Gli “scrupoli” della Woolf affondavano le radici in un perbenismo borghese di cui non riuscì mai a disfarsi completamente, che agiva come un freno in una narrativa che pur mirava ad essere esplicita nel denunciare “i guasti” lesivi dell’integrità del tessuto sociale: ipocrisia nei rapporti interpersonali, sfacciato arrivismo, nonché uno smaccato egocentrismo che ostacolava l’aspirazione a nutrire, in una dimensione collegiale, “ideali di solidarietà e di civiltà”.
Spicca dunque come una sorta di paradosso il fatto che fu la più acerrima rivale della Mansfield a tessere le sue lodi più alte, considerando che i critici contemporanei – a parte gli obiettivi apprezzamenti – non le risparmiarono biasimi o riserve. Alle sue opere, infatti, veniva talora contestato di essere “stimolanti” ma “non veramente interessanti”, e laddove la Woolf le riconosceva il talento di una sapiente semplicità, i miopi detrattori vedevano “una frugalità senza sforzo” che impediva alla sua narrativa di elevarsi al livello di vera arte.
In realtà, l’arte della Mansfield era di un tessuto raffinato, che richiedeva intelligenza e competenza per essere adeguatamente valorizzata.
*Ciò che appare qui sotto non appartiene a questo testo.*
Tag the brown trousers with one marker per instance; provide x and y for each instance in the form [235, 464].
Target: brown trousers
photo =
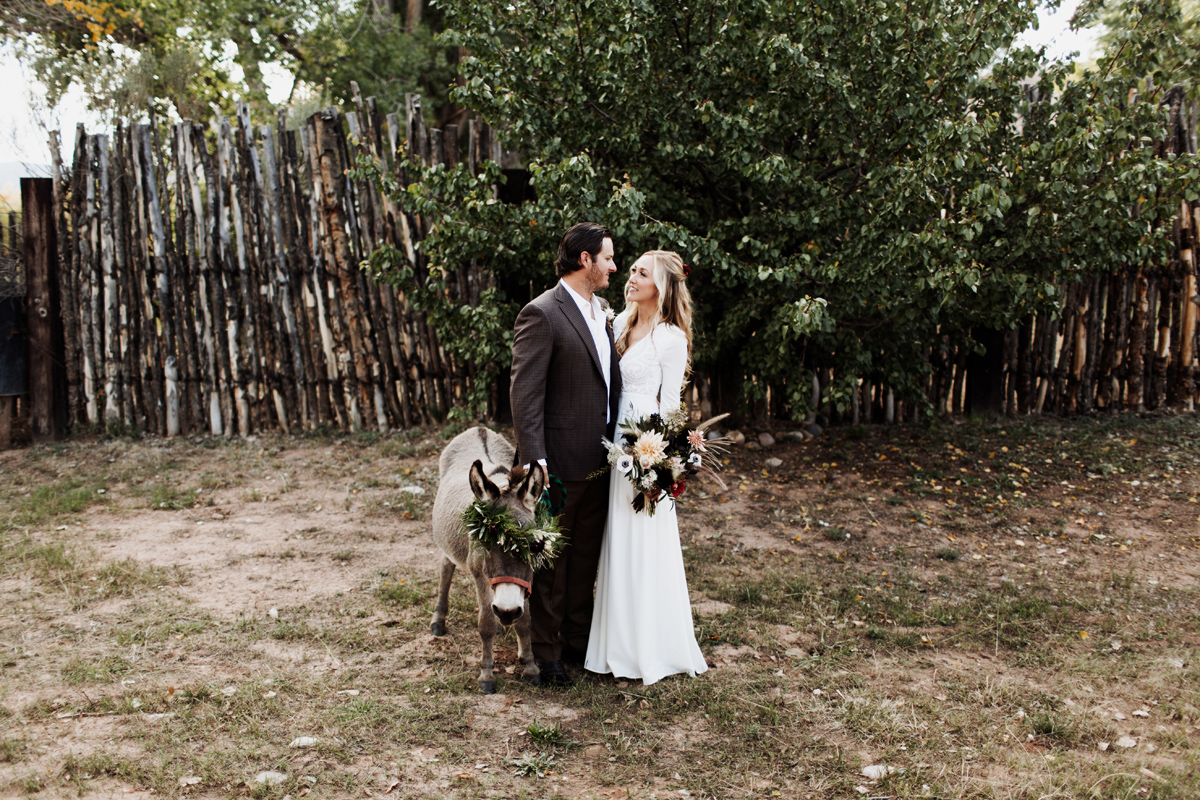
[562, 597]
La sua era una prosa a frammenti (fu paragonata, non a caso, al linguaggio pittorico degli impressionisti) che solo ad un esame superficiale poteva risultare dispersiva. E anche in questo caso fu la rivale Woolf a tributarle il doveroso plauso, inquadrando l’atto della recensione della sua produzione letteraria nella giusta prospettiva. Ella aveva infatti compreso che quella prosa “a scatti e a schizzi” riusciva alla fine di ogni storia a condensarsi, “come per magia”, in un coeso nucleo narrativo, il quale “nulla aveva da invidiare ai migliori racconti dei migliori scrittori dell’Ottocento”.